- Born: Freda Gladys Newcombe
- Education: University of Manchester (BA); University of Oxford (PhD);
- Scientific career
- Workplaces: University of Oxford; Institute of Psychiatry;
- Thesis: Selective intellectual deficit in relation to focal cerebral lesions (1966)
- Doctoral advisor: William Ritchie Russell
- Doctoral students: Dorothy Bishop;

= Freda Newcombe =

British neuroscientist and psychologist

Freda Gladys Newcombe (1925–2001) was a British clinical neuropsychologist who played a pivotal role in the development of the discipline of cognitive neuropsychology. She was a fellow of Linacre College, Oxford, from 1968 to 1992, and then Honorary Fellow from 1992. She served as President of the International Neuropsychological Society in 1985 and was made an Honorary Fellow of the British Psychological Society in 1994. She was awarded an honorary degree by the University of Essex in 1995.

== Education ==
Newcombe took a Bachelor of Arts degree with Distinction in Psychology at the University of Manchester in 1946, before going on to post-graduate training in Clinical Psychology at the Institute of Psychiatry, London. She then moved to Greece, where she worked with the International Welfare Organization in Athens, before returning to the UK in 1961. In 1963 she was recruited by Professor William Ritchie Russell at the University of Oxford to study the effects of brain injuries caused by shrapnel wounds in British servicemen during World War II. This study formed the basis of her Doctor of Philosophy thesis, which was awarded in 1966, on "Selective Intellectual Deficit in Relation to Focal Cerebral Lesions."

== Research ==
Newcombe's doctoral studies on ex-servicemen were the basis for her 1969 book Missile Wounds of the Brain: a study of psychological deficits, in which she detailed relationships between cognitive deficits and lesion location. She retained a life-long interest in the group of ex-servicemen whom she studied, extending her studies to consider the impact of brain injury on cognitive aging. Her research was characterized by an interest not just in group data but also in detailed investigation of single cases. One of these, known in the literature as GR, had a surprising problem with reading words, in that he made semantic errors; for instance, when presented with the word 'canary' he would say 'parrot' - a word related in meaning but quite different in pronunciation. This cognitive profile, known as deep dyslexia was to provide a fertile source of data for theories of reading, and led to a long-lasting collaboration with John C. Marshall.
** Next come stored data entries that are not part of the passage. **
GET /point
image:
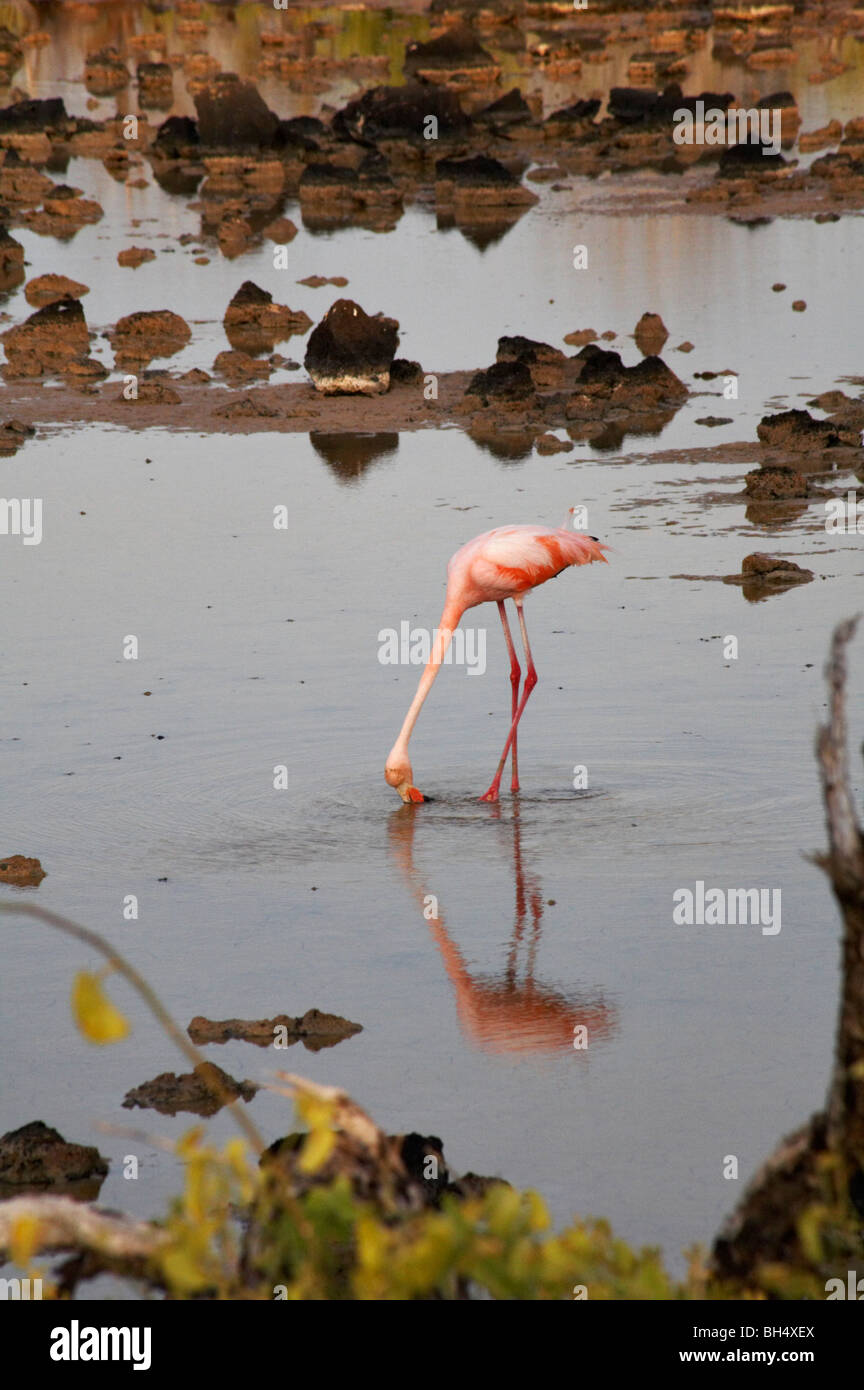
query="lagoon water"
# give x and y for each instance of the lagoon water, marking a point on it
(260, 649)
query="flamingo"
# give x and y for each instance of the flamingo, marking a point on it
(506, 563)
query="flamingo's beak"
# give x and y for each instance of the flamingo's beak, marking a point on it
(410, 792)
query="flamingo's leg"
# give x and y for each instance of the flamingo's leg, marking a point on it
(531, 680)
(516, 674)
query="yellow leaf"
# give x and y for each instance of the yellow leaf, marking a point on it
(24, 1240)
(93, 1012)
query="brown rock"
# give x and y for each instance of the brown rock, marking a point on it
(139, 338)
(650, 334)
(49, 341)
(281, 231)
(135, 256)
(581, 337)
(246, 409)
(18, 869)
(47, 289)
(238, 366)
(314, 1027)
(200, 1091)
(775, 484)
(550, 444)
(36, 1155)
(253, 323)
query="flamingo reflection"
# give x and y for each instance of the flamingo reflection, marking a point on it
(509, 1011)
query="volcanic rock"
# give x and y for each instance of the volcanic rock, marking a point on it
(106, 72)
(504, 380)
(456, 52)
(200, 1091)
(350, 352)
(34, 114)
(36, 1155)
(775, 484)
(177, 138)
(253, 323)
(650, 334)
(246, 409)
(796, 430)
(15, 868)
(479, 181)
(232, 114)
(138, 338)
(402, 114)
(49, 341)
(47, 289)
(314, 1027)
(135, 256)
(239, 367)
(18, 869)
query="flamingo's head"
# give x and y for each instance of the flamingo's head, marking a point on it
(400, 776)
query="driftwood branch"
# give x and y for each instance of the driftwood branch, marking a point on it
(764, 1226)
(102, 1241)
(845, 866)
(120, 963)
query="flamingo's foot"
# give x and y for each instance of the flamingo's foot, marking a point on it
(410, 794)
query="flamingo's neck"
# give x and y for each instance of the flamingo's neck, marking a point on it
(447, 624)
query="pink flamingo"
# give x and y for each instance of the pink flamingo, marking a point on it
(506, 563)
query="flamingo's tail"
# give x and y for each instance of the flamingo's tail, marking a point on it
(582, 549)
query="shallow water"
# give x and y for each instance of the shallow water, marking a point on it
(260, 648)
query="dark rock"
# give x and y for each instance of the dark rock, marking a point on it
(402, 113)
(349, 455)
(300, 134)
(49, 341)
(200, 1091)
(650, 334)
(350, 352)
(246, 409)
(253, 323)
(34, 114)
(479, 182)
(799, 431)
(507, 380)
(528, 350)
(157, 332)
(175, 136)
(510, 109)
(106, 72)
(768, 565)
(18, 869)
(232, 114)
(36, 1155)
(750, 157)
(314, 1027)
(775, 484)
(575, 114)
(406, 373)
(456, 50)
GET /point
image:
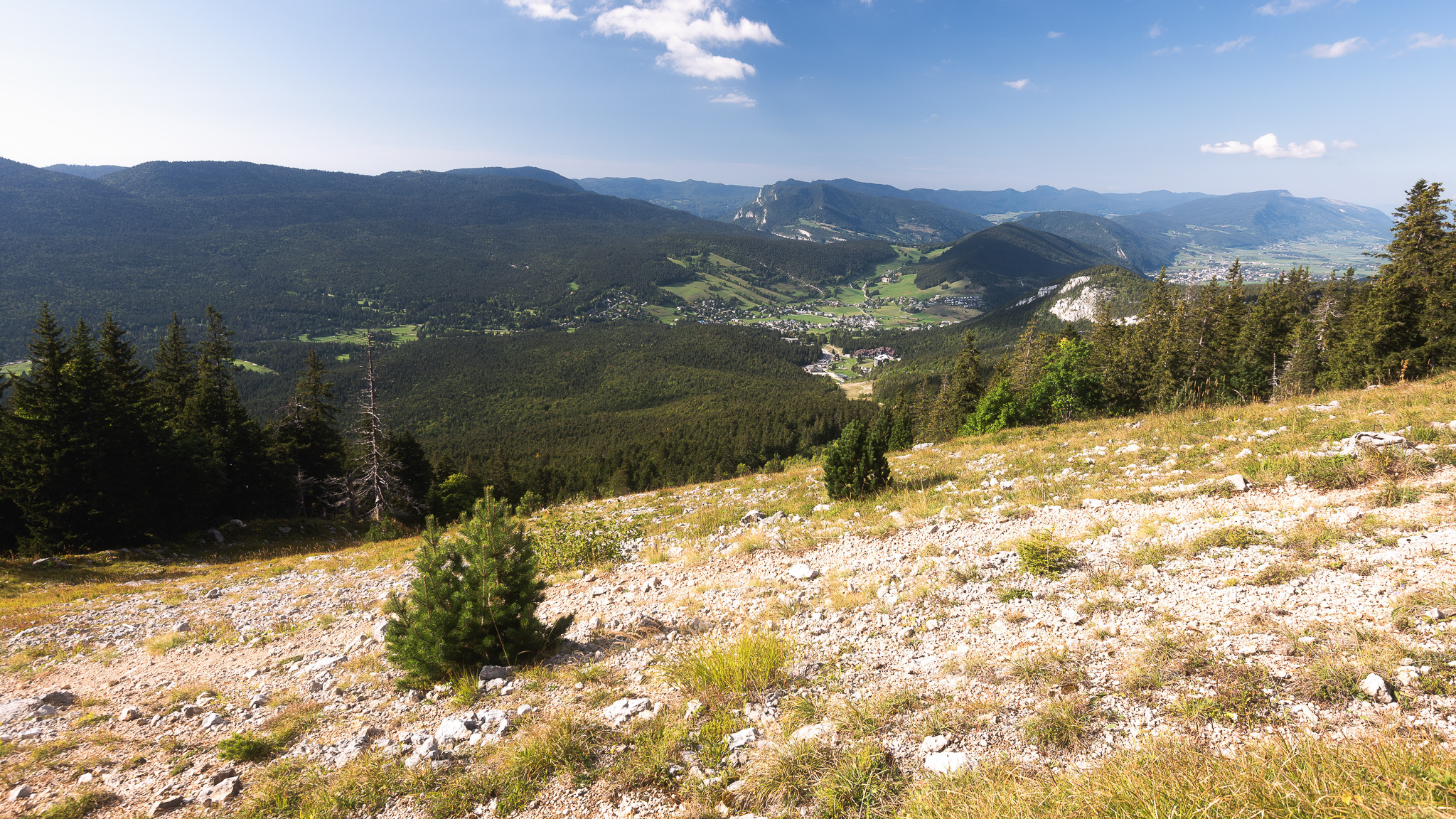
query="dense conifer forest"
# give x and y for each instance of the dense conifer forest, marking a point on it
(101, 446)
Newcombe's research was funded by the Medical Research Council until her retirement in 1990, when she set up the Russell-Cairns Head Injury Unit with the Radcliffe Infirmary, Oxford, using funds from her medico-legal work. A list of her scientific papers is available on Google Scholar.

== Personal life ==

In 1971 Newcombe married David Ellis, who died in 1981. In 1994 she married Sir Bryan Cartledge, then Principal of Linacre College. She took formal retirement in 1996. Obituaries can be found in Neuropsychologia and The Psychologist.